Environmental activist first attempted to put the referendum on the ballot in 2014 before oil drilling began but the campaign was rejected by the National Elections Commission, which claimed that thousands of petitions were illegal. Subsequent investigations determined that the government of former president Rafael Correa pressured the CNE to stop the referendum when polls showed it would pass by a large margin.

On May 8, the Constitutional Court ruled that rejection of Yasuní referendum petitions in 2014 was “unlawful” and that the referendum should be allowed to go before voters. Last week, the CNE announced it would include it on the August 20 ballot.

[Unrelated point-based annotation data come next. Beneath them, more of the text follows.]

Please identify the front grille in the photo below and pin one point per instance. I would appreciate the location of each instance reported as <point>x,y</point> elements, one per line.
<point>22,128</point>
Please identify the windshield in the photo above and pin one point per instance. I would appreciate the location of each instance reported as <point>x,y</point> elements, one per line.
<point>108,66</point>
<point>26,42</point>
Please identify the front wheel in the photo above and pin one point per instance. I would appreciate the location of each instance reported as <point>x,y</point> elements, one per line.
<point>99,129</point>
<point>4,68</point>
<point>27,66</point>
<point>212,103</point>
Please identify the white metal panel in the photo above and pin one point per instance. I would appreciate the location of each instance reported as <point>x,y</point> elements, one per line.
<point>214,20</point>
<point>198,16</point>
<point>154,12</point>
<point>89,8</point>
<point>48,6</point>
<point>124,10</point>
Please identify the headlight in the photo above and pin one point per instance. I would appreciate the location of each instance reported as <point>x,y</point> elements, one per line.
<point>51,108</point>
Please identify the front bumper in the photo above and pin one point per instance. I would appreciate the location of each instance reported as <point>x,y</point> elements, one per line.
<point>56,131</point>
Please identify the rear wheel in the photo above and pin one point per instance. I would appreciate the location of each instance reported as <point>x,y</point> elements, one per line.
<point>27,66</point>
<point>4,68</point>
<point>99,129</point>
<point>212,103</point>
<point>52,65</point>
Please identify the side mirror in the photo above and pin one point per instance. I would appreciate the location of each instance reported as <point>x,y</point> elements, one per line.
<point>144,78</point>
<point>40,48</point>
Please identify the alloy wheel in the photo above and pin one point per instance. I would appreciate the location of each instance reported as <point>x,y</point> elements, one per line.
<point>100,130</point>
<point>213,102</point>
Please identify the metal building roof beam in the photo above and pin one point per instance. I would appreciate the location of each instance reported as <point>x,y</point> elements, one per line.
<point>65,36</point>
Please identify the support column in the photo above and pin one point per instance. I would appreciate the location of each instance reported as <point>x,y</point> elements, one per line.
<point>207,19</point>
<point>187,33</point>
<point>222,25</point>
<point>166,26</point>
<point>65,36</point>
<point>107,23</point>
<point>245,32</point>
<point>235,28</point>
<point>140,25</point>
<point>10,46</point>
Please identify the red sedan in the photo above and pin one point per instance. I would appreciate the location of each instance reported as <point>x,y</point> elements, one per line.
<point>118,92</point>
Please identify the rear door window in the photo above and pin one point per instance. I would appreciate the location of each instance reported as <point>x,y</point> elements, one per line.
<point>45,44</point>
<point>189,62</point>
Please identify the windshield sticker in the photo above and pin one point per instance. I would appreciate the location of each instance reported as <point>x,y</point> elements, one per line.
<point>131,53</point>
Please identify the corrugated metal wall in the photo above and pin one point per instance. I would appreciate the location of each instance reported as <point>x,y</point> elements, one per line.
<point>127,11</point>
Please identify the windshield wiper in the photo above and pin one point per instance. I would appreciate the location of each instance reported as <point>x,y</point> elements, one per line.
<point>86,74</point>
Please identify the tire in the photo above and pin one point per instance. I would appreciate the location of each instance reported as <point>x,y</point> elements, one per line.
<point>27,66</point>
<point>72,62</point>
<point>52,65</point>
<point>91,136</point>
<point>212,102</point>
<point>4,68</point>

Ramón Correa — no relation to Rafael — concedes that “errors were committed” a decade ago but says that stopping oil production in Yasuní today would be “disastrous” for Ecuador. “Those guilty of wrong-doing should be punished but ending oil production now would punish all Ecuadorians,” he said.

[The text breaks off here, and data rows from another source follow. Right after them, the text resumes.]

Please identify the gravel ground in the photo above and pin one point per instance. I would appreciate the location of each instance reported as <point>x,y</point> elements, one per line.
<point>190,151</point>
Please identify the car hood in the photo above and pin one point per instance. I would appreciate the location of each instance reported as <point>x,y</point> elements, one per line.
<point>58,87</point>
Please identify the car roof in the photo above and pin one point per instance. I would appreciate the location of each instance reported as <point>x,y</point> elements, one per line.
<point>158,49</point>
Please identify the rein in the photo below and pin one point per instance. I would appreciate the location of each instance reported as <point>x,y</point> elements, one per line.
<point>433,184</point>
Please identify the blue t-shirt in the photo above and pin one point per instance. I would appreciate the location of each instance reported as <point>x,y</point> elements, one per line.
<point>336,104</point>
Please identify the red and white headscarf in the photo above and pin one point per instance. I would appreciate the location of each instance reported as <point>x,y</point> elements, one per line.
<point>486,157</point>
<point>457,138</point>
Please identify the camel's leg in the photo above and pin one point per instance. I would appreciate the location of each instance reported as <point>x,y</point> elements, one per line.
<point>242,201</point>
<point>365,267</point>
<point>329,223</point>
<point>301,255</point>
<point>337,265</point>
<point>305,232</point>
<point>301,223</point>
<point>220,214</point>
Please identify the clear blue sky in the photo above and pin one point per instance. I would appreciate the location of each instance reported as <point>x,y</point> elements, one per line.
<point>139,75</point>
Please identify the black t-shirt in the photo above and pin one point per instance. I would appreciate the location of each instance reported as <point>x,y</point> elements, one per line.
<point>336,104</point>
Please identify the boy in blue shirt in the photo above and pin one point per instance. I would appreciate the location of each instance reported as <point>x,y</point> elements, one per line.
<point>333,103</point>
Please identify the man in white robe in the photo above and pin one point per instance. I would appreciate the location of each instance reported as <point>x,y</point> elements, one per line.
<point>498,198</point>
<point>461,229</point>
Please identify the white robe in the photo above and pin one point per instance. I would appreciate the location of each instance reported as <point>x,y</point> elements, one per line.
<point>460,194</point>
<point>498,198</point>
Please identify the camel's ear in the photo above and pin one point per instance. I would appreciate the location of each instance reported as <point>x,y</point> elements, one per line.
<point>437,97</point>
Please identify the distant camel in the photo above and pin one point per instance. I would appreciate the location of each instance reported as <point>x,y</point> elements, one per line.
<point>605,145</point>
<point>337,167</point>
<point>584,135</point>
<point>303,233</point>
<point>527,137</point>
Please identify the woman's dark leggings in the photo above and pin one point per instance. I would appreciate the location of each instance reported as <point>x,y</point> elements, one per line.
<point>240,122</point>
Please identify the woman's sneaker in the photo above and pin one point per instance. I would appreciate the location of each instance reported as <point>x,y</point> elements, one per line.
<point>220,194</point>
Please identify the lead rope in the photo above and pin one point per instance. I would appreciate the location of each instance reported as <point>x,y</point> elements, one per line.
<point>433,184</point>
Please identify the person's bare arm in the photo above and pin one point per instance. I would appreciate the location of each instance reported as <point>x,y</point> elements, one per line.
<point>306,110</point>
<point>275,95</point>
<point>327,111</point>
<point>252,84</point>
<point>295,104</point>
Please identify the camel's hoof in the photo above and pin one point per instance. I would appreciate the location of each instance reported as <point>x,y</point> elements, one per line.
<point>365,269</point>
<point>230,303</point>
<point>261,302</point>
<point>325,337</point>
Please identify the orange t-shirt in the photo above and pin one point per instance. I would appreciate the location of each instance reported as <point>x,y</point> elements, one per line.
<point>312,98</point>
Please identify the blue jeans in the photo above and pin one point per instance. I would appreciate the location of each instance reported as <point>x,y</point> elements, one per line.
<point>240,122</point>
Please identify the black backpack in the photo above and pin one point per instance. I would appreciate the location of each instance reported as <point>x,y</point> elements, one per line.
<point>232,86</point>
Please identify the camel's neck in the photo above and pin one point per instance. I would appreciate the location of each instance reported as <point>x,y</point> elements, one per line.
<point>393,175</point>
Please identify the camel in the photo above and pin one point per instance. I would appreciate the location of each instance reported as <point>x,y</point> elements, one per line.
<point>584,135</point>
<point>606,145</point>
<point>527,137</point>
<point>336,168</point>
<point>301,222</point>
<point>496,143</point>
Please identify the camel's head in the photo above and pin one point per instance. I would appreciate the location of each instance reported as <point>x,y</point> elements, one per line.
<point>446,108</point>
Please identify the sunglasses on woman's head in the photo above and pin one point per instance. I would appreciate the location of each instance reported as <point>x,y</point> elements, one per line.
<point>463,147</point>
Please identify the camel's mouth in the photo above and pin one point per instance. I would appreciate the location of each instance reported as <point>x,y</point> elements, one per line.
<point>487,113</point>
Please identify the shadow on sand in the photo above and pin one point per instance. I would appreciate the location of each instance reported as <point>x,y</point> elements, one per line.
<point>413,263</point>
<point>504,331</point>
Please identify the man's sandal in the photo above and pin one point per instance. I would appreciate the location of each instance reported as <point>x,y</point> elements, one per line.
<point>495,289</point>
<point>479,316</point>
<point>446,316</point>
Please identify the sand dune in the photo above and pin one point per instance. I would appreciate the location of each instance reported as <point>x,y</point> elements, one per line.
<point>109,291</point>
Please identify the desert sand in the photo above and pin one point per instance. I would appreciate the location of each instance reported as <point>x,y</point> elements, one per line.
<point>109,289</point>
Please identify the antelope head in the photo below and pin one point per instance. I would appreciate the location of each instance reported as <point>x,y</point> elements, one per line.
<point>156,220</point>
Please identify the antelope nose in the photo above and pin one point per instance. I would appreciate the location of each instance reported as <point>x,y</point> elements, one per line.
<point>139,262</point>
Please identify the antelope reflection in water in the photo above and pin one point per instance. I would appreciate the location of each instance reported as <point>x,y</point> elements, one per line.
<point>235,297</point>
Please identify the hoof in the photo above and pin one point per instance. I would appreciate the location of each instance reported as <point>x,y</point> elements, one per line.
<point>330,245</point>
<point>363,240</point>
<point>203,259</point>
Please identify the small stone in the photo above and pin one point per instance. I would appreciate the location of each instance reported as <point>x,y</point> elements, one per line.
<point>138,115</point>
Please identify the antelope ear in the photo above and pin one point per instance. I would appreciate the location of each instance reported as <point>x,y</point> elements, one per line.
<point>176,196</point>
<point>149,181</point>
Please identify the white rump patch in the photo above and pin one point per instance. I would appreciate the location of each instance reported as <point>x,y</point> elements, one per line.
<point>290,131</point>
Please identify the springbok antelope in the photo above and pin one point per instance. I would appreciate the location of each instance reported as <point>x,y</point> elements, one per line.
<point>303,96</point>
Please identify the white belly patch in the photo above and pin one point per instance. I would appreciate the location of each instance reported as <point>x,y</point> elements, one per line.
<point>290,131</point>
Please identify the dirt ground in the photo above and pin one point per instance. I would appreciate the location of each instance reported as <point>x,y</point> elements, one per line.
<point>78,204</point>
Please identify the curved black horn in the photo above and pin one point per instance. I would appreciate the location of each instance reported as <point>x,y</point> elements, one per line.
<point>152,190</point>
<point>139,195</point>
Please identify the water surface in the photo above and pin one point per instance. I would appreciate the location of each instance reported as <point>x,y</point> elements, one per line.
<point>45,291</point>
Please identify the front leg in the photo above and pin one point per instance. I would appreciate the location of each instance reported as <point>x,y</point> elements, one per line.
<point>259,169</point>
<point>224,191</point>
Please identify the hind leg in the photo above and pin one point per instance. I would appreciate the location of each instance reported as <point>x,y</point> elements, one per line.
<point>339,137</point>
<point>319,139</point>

According to Correa, a suspension of oil extraction would cost the country at least $16.5 billion and possibly $20 billion over the estimated period of extraction, 15 to 20 years. “We estimate that 280 to 340 million barrels of oil remain in the ground under block 43 and this is a resource needed by the government to support our annual budgets.”

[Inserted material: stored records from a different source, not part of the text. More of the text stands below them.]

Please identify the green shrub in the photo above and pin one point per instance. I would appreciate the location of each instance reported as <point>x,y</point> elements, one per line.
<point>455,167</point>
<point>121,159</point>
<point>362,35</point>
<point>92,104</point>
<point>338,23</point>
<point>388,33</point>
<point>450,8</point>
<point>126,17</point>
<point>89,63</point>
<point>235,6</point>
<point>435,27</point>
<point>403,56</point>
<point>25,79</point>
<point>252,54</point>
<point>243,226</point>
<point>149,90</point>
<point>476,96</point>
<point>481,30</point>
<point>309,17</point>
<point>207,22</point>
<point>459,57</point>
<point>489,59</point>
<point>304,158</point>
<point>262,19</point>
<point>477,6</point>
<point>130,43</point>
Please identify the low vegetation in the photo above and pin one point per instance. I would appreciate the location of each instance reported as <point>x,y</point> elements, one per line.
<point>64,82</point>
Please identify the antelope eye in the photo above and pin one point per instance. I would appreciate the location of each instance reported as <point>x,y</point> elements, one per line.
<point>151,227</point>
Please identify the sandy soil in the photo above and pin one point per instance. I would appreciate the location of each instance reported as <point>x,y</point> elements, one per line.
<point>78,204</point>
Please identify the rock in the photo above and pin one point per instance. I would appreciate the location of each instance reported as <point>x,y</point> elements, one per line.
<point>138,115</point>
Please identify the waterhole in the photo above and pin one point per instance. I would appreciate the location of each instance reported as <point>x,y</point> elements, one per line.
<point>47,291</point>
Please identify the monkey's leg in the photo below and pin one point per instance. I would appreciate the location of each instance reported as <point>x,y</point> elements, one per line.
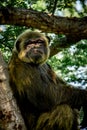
<point>61,118</point>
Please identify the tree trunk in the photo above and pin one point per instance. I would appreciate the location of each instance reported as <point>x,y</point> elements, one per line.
<point>10,117</point>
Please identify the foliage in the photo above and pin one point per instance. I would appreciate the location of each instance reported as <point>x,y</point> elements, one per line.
<point>71,64</point>
<point>69,61</point>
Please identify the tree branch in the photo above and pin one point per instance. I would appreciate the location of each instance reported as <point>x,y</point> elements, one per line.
<point>74,28</point>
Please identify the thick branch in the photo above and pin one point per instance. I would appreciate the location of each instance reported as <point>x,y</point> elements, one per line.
<point>74,28</point>
<point>10,117</point>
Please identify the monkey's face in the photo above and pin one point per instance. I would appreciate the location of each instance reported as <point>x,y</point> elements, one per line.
<point>32,47</point>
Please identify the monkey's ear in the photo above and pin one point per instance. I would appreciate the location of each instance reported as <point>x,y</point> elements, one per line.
<point>48,38</point>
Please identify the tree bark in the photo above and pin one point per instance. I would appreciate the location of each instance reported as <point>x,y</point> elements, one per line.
<point>10,117</point>
<point>74,28</point>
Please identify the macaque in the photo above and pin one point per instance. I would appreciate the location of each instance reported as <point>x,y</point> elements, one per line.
<point>46,101</point>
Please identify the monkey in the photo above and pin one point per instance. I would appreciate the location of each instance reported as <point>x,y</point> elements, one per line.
<point>46,102</point>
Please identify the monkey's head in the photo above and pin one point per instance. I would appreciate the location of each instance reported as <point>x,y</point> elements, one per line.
<point>32,47</point>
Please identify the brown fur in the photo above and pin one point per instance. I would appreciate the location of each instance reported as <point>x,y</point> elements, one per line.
<point>46,102</point>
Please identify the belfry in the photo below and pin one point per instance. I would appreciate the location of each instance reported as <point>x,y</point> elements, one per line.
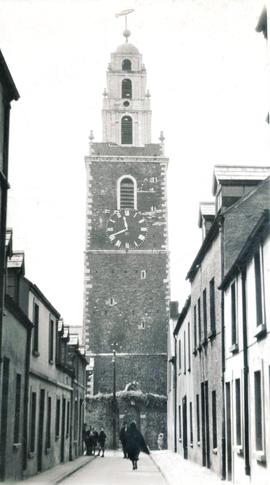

Correa add: “If production ends, thousands of jobs will be lost. There will be a long-lasting ripple effect on the economy if this effort succeeds.”

Petroecuador consultant Laner Ortiz claims production in Yasuní has very limited environmental impact. “This is a very clean operation and great care is taken to protect the native environment,” he says. “In surface area, only 80 hectares of the park have been disturbed, which is only 0.01% of the total of 818,501 hectares.”

On Friday, the Yasunidos Collective, the environmental group sponsoring the referendum, said it intended to make the initiative a central topic in the presidential and National Assembly elections. “We will ask the candidates to take a position on the referendum and will distribute their responses to the public.”